The economic activity from the operations of Canada’s public sector pension plans, as well as retirees spending their income from those plans, supports 877,100 jobs and 55,500 businesses, with $33.1 billion in annual wages and $21.4 billion in tax revenue, according to a new report.
The report, released by the Canadian Centre for Economic Analysis and commissioned by the Canadian Public Pension Leadership Council, found that every $10 of pension payments generates $16.70 of economic activity and makes a total contribution of $82 billion (3.6 per cent) to Canada’s economy annually.
The findings highlight how the $49 billion paid annually in pensions provides stability to regions across Canada and benefits provinces in different ways.
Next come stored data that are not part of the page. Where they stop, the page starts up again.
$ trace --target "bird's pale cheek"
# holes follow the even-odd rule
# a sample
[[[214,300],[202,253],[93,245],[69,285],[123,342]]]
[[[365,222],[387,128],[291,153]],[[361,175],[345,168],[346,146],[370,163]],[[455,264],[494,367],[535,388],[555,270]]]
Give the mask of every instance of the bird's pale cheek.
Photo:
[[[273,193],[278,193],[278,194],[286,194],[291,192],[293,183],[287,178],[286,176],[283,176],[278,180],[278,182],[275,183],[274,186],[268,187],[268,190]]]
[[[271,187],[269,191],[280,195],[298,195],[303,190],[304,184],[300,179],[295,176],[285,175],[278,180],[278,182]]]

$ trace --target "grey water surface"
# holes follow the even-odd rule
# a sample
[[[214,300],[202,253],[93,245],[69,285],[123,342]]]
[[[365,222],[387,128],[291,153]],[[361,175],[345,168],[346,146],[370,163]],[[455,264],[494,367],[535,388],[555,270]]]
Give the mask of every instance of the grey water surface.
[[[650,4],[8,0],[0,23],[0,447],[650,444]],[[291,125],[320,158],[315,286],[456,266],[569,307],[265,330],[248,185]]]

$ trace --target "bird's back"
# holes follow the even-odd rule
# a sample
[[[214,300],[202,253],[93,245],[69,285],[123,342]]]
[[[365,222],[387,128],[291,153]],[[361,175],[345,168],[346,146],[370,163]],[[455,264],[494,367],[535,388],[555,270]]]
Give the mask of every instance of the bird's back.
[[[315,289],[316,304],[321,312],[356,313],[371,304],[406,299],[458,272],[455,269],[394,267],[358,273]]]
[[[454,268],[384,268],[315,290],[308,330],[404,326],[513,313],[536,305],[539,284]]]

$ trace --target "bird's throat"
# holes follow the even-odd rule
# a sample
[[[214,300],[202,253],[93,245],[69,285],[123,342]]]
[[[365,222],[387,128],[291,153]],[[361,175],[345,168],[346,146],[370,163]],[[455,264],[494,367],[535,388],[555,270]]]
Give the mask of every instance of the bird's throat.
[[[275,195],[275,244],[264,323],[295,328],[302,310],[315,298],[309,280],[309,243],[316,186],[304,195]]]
Atlantic Canada has the highest percentage economic contribution, Ontario receives the biggest economic benefit per $10 of pension payment and Alberta has the highest proportion of jobs generated for people under age 35.
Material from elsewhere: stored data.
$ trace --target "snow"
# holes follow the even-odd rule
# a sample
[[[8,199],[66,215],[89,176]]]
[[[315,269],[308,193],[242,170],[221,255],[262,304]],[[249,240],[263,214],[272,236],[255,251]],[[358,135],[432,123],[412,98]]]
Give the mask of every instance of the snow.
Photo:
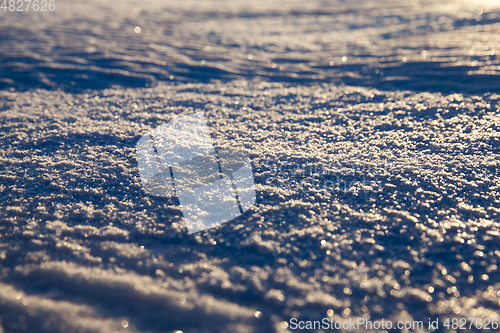
[[[56,5],[0,12],[5,332],[500,319],[495,2]],[[257,200],[190,235],[135,147],[195,112]]]

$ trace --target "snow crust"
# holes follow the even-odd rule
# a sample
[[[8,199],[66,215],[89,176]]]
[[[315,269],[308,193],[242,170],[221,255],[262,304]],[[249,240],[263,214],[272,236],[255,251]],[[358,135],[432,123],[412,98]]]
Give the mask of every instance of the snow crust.
[[[500,319],[494,5],[0,13],[0,332]],[[257,200],[189,235],[135,146],[195,112]]]

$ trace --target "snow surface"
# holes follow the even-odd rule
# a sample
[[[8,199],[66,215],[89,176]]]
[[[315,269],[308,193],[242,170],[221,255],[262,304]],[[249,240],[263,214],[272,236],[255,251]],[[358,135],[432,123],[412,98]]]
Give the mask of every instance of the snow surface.
[[[500,319],[496,1],[56,6],[0,11],[0,331]],[[194,112],[257,202],[188,235],[135,145]]]

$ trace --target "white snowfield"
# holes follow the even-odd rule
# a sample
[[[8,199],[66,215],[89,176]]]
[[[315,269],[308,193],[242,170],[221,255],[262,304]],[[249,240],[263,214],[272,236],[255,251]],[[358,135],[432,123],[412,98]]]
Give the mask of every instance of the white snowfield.
[[[0,332],[500,320],[499,5],[0,10]],[[190,235],[135,147],[196,112],[257,200]]]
In total, 39 per cent of the 877,100 jobs supported go to people under age 35; 797,900 children live in households where income originates from public pension plan activity; rural communities benefit by 6.4 per cent more per capita than urban communities; and 72 per cent of the businesses supported employ fewer than 10 people.
“Canada’s public sector pension plans were set up to provide a stable retirement income for public servants, but this research speaks to a much broader impact,” said Derek Dobson, co-chair of the CPPLC and chief executive officer and plan manager at the Colleges of Applied Arts and Technology pension plan, in a press release. “Four million Canadians of different ages in all regions benefit directly or indirectly from the economic activity generated from pension operations and retirement spending. This speaks to the value our public pension plans provide as a unique asset for the country in supporting jobs, households and communities.”